`94^(3)-23^(3)-71^(3)` is atleast divisible by

To solve the problem \( 94^3 - 23^3 - 71^3 \) and determine by what number it is at least divisible, we can use the properties of cubes and the difference of cubes formula. ### Step-by-step Solution: 1. **Identify the Expression**: We start with the expression \( 94^3 - 23^3 - 71^3 \). 2. **Rearranging the Expression**: We can rearrange the expression to group \( 94^3 \) with \( 23^3 + 71^3 \): \[ 94^3 - (23^3 + 71^3) \] 3. **Using the Sum of Cubes Formula**: We know that \( a^3 + b^3 = (a + b)(a^2 - ab + b^2) \).
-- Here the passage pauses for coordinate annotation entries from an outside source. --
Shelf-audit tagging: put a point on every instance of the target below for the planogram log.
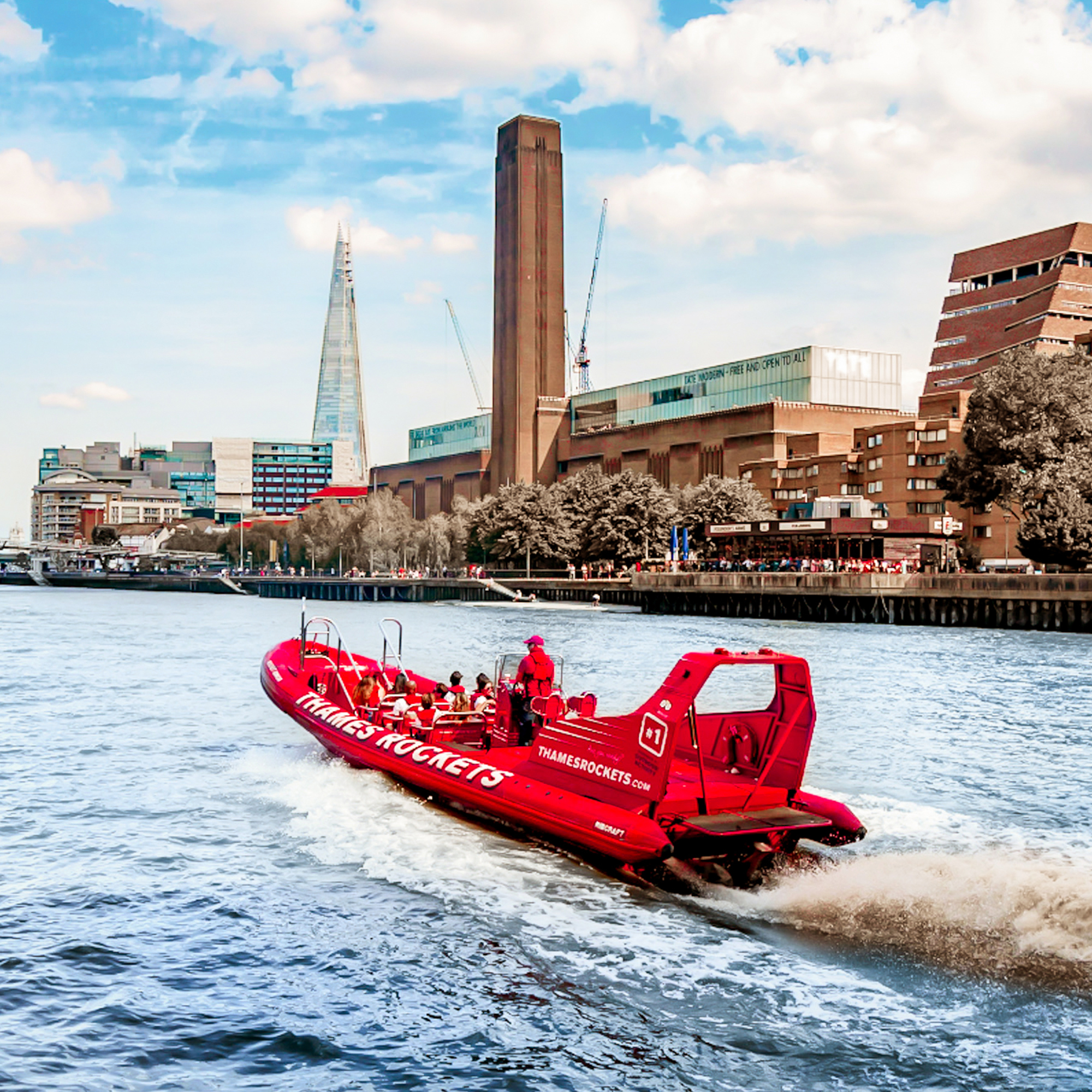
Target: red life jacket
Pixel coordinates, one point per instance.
(537, 673)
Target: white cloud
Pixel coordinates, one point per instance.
(19, 41)
(255, 28)
(104, 393)
(402, 51)
(62, 399)
(424, 292)
(870, 116)
(316, 229)
(31, 197)
(77, 400)
(253, 84)
(822, 120)
(158, 87)
(453, 243)
(112, 165)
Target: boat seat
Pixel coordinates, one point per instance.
(459, 729)
(550, 708)
(583, 705)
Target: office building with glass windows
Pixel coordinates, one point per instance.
(276, 477)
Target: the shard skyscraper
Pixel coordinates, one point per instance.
(339, 407)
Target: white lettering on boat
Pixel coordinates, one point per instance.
(596, 769)
(618, 832)
(453, 764)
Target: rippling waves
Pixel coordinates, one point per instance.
(195, 897)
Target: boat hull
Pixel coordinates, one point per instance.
(491, 784)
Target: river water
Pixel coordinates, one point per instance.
(194, 897)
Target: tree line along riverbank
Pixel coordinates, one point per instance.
(1062, 602)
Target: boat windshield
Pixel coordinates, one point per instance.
(508, 666)
(738, 689)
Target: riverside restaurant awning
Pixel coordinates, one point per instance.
(892, 539)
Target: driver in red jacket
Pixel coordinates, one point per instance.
(536, 679)
(536, 673)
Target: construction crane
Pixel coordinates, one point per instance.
(467, 357)
(580, 365)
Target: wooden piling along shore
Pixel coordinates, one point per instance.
(1062, 602)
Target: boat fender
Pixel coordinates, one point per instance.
(743, 745)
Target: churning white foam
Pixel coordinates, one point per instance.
(1005, 915)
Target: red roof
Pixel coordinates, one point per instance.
(350, 492)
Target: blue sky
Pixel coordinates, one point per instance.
(779, 172)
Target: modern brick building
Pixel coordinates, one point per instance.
(800, 424)
(679, 428)
(1032, 291)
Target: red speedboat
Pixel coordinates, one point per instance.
(670, 793)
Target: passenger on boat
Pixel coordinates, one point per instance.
(536, 673)
(428, 711)
(407, 699)
(533, 679)
(483, 694)
(364, 694)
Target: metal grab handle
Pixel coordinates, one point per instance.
(389, 644)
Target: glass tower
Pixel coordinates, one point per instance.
(339, 407)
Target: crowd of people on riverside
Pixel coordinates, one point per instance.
(785, 565)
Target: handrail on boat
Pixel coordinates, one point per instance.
(388, 643)
(316, 625)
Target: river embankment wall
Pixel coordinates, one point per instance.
(1049, 602)
(1061, 602)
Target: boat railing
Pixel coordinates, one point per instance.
(389, 644)
(313, 630)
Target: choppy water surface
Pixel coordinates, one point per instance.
(193, 897)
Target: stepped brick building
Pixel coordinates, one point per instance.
(679, 428)
(1032, 291)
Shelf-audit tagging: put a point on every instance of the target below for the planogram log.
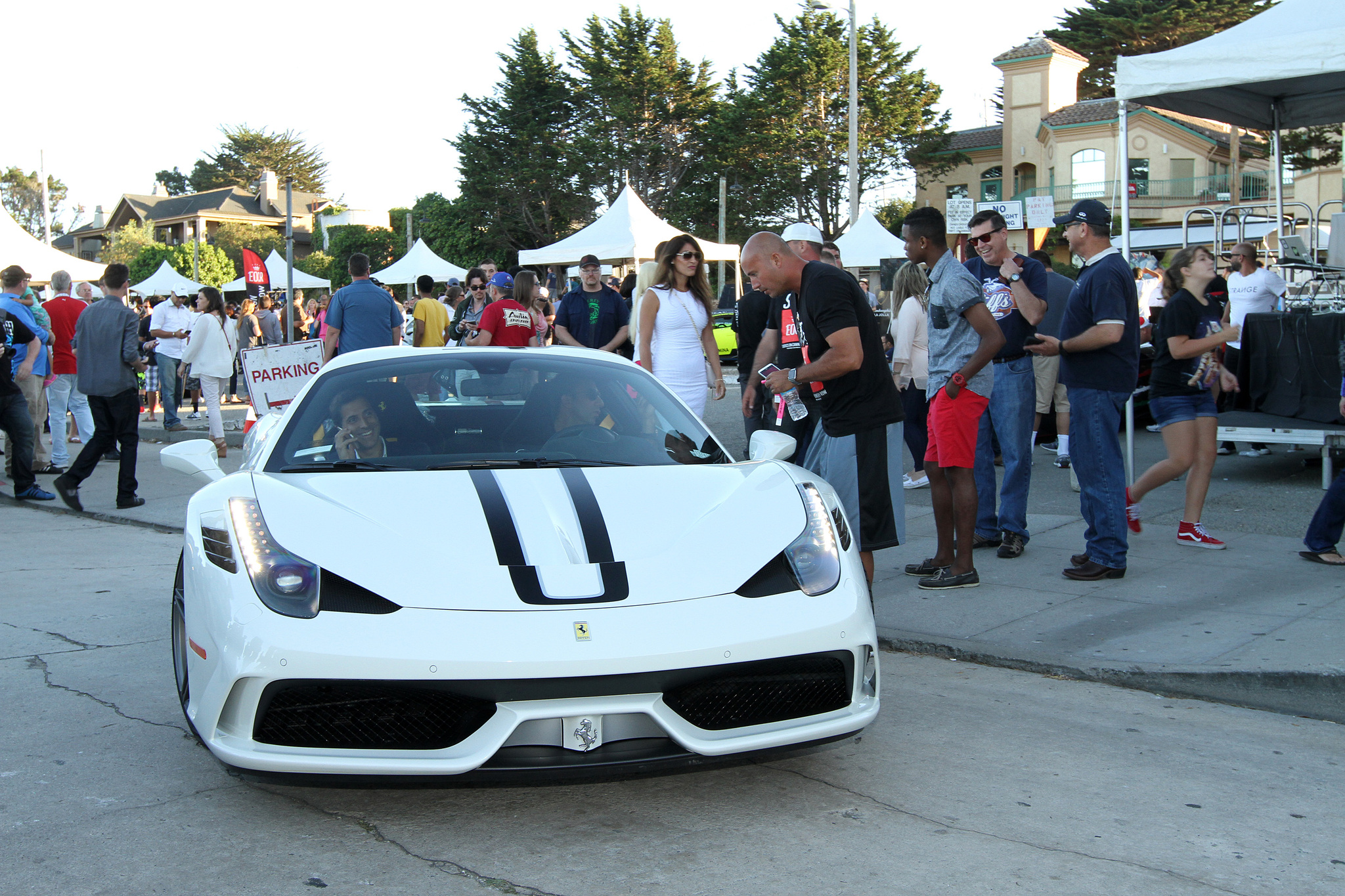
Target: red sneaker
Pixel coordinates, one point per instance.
(1195, 535)
(1133, 513)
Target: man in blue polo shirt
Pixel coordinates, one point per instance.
(1099, 363)
(594, 316)
(361, 314)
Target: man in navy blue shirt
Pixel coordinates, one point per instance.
(361, 314)
(1015, 288)
(594, 316)
(1099, 363)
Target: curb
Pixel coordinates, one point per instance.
(1313, 695)
(92, 515)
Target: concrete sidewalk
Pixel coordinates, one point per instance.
(1254, 625)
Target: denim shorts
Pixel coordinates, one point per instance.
(1174, 409)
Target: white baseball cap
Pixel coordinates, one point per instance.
(802, 233)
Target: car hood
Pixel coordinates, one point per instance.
(539, 539)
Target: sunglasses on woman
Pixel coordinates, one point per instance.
(984, 238)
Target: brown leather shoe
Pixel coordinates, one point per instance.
(1093, 571)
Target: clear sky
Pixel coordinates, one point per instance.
(116, 92)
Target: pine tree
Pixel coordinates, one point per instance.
(1103, 30)
(519, 169)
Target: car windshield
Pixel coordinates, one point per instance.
(470, 409)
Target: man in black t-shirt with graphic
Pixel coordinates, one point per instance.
(857, 448)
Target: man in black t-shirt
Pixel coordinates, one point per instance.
(14, 408)
(857, 448)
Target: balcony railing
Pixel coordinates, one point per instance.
(1180, 191)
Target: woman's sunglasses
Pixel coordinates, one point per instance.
(984, 238)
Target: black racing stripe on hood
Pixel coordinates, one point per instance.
(596, 540)
(509, 550)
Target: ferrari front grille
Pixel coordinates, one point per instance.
(366, 716)
(762, 692)
(219, 550)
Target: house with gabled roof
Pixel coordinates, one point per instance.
(1053, 144)
(177, 218)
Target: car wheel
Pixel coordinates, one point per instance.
(179, 641)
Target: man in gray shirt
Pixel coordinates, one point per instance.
(108, 345)
(963, 337)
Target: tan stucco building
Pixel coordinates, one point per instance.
(1053, 144)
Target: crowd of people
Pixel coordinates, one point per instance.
(977, 355)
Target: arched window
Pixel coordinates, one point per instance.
(992, 184)
(1088, 172)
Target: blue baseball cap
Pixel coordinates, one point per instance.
(1088, 211)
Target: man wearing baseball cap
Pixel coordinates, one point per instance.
(595, 314)
(1099, 362)
(505, 322)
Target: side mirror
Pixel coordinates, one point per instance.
(771, 446)
(198, 458)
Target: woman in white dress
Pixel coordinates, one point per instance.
(210, 351)
(676, 337)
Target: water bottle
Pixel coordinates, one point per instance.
(798, 410)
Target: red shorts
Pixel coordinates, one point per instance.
(954, 425)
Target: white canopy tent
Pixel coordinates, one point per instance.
(420, 259)
(164, 281)
(276, 272)
(627, 230)
(20, 247)
(1294, 78)
(868, 242)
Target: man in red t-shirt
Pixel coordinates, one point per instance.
(505, 322)
(62, 394)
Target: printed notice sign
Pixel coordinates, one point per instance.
(958, 213)
(1012, 211)
(1040, 211)
(275, 373)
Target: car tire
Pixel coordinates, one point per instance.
(179, 643)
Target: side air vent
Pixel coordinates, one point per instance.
(774, 578)
(219, 550)
(342, 595)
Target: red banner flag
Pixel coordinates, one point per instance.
(255, 273)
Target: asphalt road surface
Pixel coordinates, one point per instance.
(973, 781)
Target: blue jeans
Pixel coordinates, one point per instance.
(62, 396)
(170, 389)
(1329, 521)
(1011, 413)
(1095, 454)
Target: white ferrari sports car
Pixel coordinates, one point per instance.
(508, 561)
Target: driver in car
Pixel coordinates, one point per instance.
(361, 435)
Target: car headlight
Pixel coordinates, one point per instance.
(284, 582)
(816, 557)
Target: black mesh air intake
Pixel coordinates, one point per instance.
(342, 595)
(219, 550)
(761, 692)
(366, 716)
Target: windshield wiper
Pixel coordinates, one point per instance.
(338, 467)
(530, 463)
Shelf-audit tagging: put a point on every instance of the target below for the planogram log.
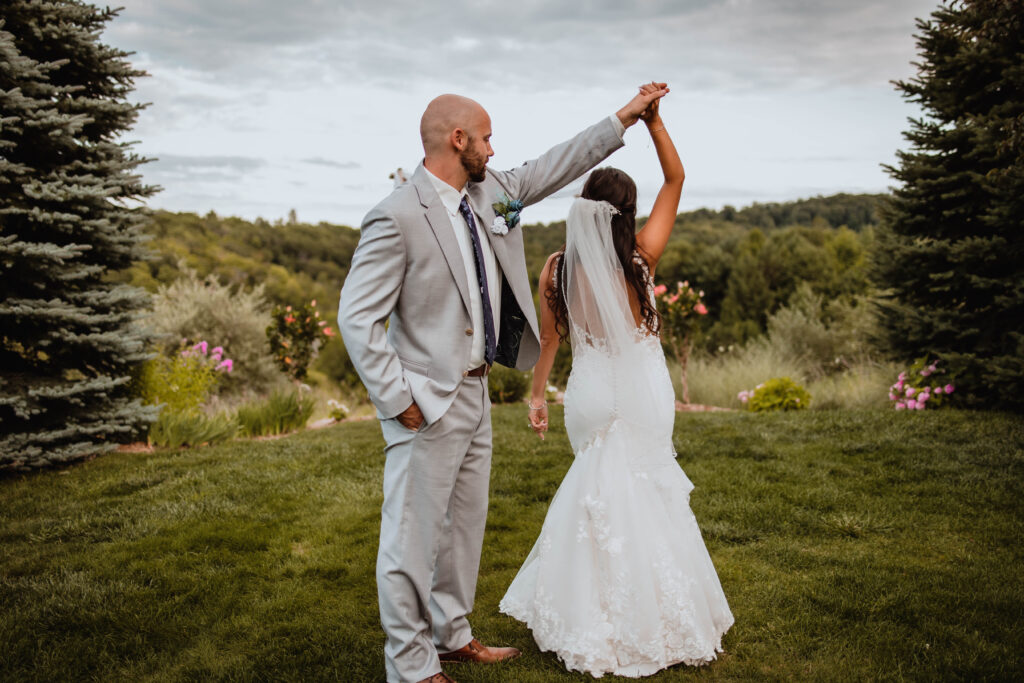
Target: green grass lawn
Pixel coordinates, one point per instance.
(852, 546)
Here, let \( a = 23 \) and \( b = 71 \): \[ 23^3 + 71^3 = (23 + 71)(23^2 - 23 \cdot 71 + 71^2) \] This simplifies to: \[ 23^3 + 71^3 = 94(23^2 - 23 \cdot 71 + 71^2) \] 4. **Substituting Back**: Now we substitute back into our expression: \[ 94^3 - (23^3 + 71^3) = 94^3 - 94(23^2 - 23 \cdot 71 + 71^2) \] 5. **Factoring Out 94**: We can factor out 94: \[ = 94 \left( 94^2 - (23^2 - 23 \cdot 71 + 71^2) \right) \] 6. **Conclusion on Divisibility**: Since we have factored out 94, it shows that \( 94^3 - 23^3 - 71^3 \) is divisible by 94. ### Final Result: Thus, \( 94^3 - 23^3 - 71^3 \) is at least divisible by **94**.